The human circled to Rorri’s side and slapped him hard on the back, causing him to cringe and stumble.

“M’name’s Bilgewill Porter – call me Bilge.” He twisted and extended his hand out so that it hovered just a foot or so in front of Rorri’s abdomen. Rorri watched it nervously, anticipating another blow. Bilge dropped his hand with a sigh.

“Oh, fergodssake, wot’s it about elves today, ay? Bilge’s school’ah etiquette, lesson one: whenna bloke offers his hand, ye shake it, ay? Jus’ givit a good, firm shake.” He threw out his hand again. “Go on, have a go!”

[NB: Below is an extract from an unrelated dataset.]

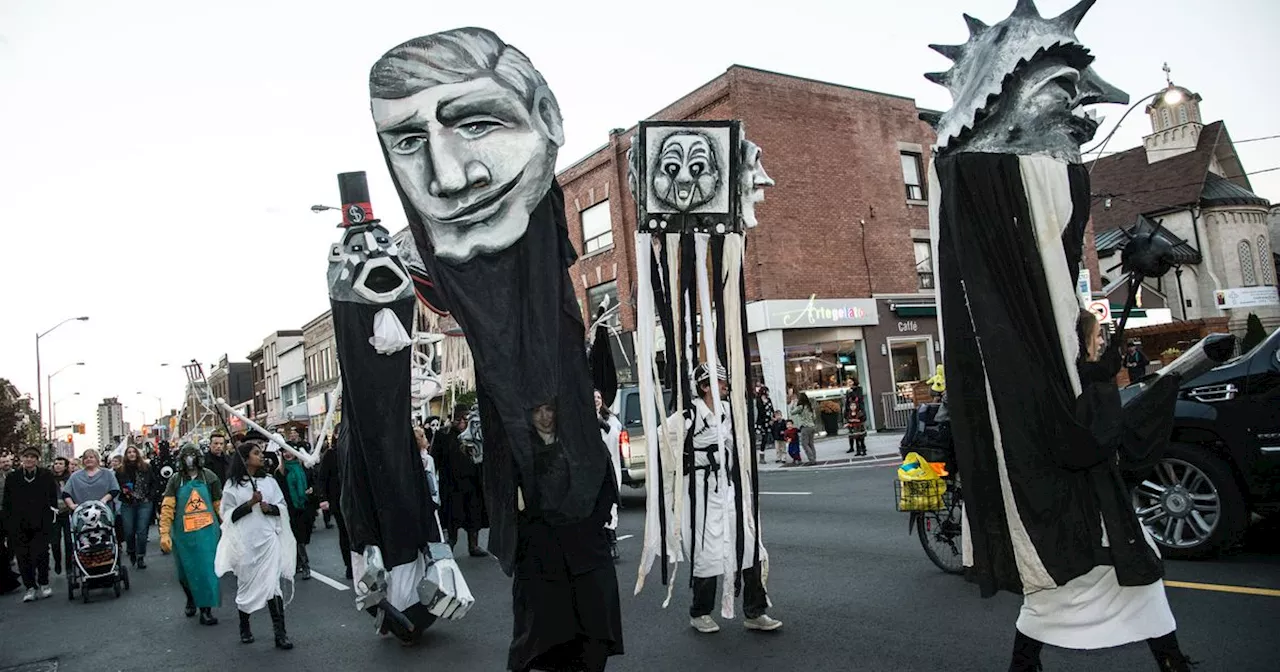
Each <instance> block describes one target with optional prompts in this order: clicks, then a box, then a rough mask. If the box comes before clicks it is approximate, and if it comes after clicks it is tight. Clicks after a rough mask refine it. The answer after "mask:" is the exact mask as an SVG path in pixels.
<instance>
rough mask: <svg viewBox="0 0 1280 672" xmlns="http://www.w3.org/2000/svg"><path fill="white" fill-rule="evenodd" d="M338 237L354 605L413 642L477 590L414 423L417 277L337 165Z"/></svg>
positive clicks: (330, 254) (364, 188) (368, 191)
mask: <svg viewBox="0 0 1280 672" xmlns="http://www.w3.org/2000/svg"><path fill="white" fill-rule="evenodd" d="M338 184H339V189H340V192H342V202H343V209H342V212H343V228H344V230H343V237H342V243H335V244H334V246H333V248H332V250H330V253H329V274H328V278H329V305H330V306H332V308H333V325H334V339H335V342H337V352H338V364H339V369H340V371H342V396H343V398H342V429H340V431H339V434H338V442H337V449H338V462H339V470H340V474H342V477H340V483H342V500H340V507H342V517H343V522H344V524H346V525H347V534H348V536H349V540H351V549H352V557H351V561H352V576H355V577H356V607H357V608H360V609H366V611H369V612H370V614H372V616H374V617H375V627H376V630H378V631H379V632H383V634H385V632H390V634H393V635H396V636H397V637H398V639H399V640H401V641H403V643H406V644H412V643H415V641H416V640H417V639H419V637H420V636H421V634H422V631H424V630H426V628H428V627H430V626H431V623H434V622H435V620H436V618H438V617H444V618H452V620H457V618H462V617H463V616H465V614H466V612H467V609H468V608H470V607H471V603H472V602H474V598H472V596H471V591H470V589H468V588H467V584H466V581H465V580H463V579H462V572H461V570H458V566H457V563H456V562H454V559H453V553H452V550H451V549H449V547H448V544H447V543H444V541H445V539H444V535H443V534H442V532H440V524H439V520H438V517H436V511H435V509H436V506H435V503H434V502H433V500H431V498H430V497H429V495H428V492H426V481H425V479H424V477H422V467H421V463H420V462H419V458H417V449H416V447H415V439H413V433H412V430H413V428H412V389H411V388H412V384H413V379H412V376H411V369H412V361H411V360H412V355H411V352H412V348H411V347H410V344H411V342H412V339H411V338H410V335H408V329H410V328H411V326H412V320H413V310H415V298H413V287H412V283H411V282H410V278H408V274H407V273H406V271H404V264H403V261H401V259H399V256H398V250H397V248H396V243H394V242H392V239H390V234H389V233H388V232H387V229H384V228H383V227H381V225H380V224H379V221H378V220H376V219H374V216H372V207H371V206H370V204H369V188H367V186H366V183H365V174H364V173H343V174H340V175H338Z"/></svg>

Rorri hesitated and glanced towards Adar, who gave an encouraging nod. He took the man’s rough, calloused fingers, and gave them a light wobble.

“‘Ats progress I s’ppose,” Bilge said with a cheeky smirk, “but here, lemme show ya…” He grabbed Rorri’s hand and squeezed it with a violent, vertical shake.

“Ow!” Rorri snatched his hand back, caressing the pain away, as Bilge released a raucous laugh. Rorri eyed the silver elf warily, as if seeking confirmation that he would be expected to participate in this strange ritual.

“I sort of enjoy it, personally,” Adar said with a shrug.

“…Okay then,” Rorri said, shrinking away from them both. “Well, my name is Rorri, it has been lovely meeting you both, but I am exhausted, and I really need to sleep, so if it’s quite alright, I—”

“Oi, ya got it wif ‘at pretty blue lass, didn’tcha?” Bilge nudged the forest elf’s ribs.

“Yes, well, thank you!” Rorri tittered, the human’s words sailing clear over his head, as he shuffled past his housemates. “I’ll just be heading to bed now, so, erm, which room is mine?”

Adar pointed to the door across from his, then disappeared into his own room wordlessly.

“Ay, sweet dreams, lad!” Bilge staggered to the room at the end of the hall and slammed his door shut behind him, rattling the flimsy walls.

Rorri breathed a heavy sigh of relief and entered his bedroom. Piles of garbage decorated the alley separating this house from the next, and the scent wafted in through the crack in the tiny room’s only window, escorted by eerie whistling on the breeze. Rorri sat on the dirty wood floor, his bag still draped over his shoulder, and delved into the bread, stopping only to pluck a stiff black hair from his tongue.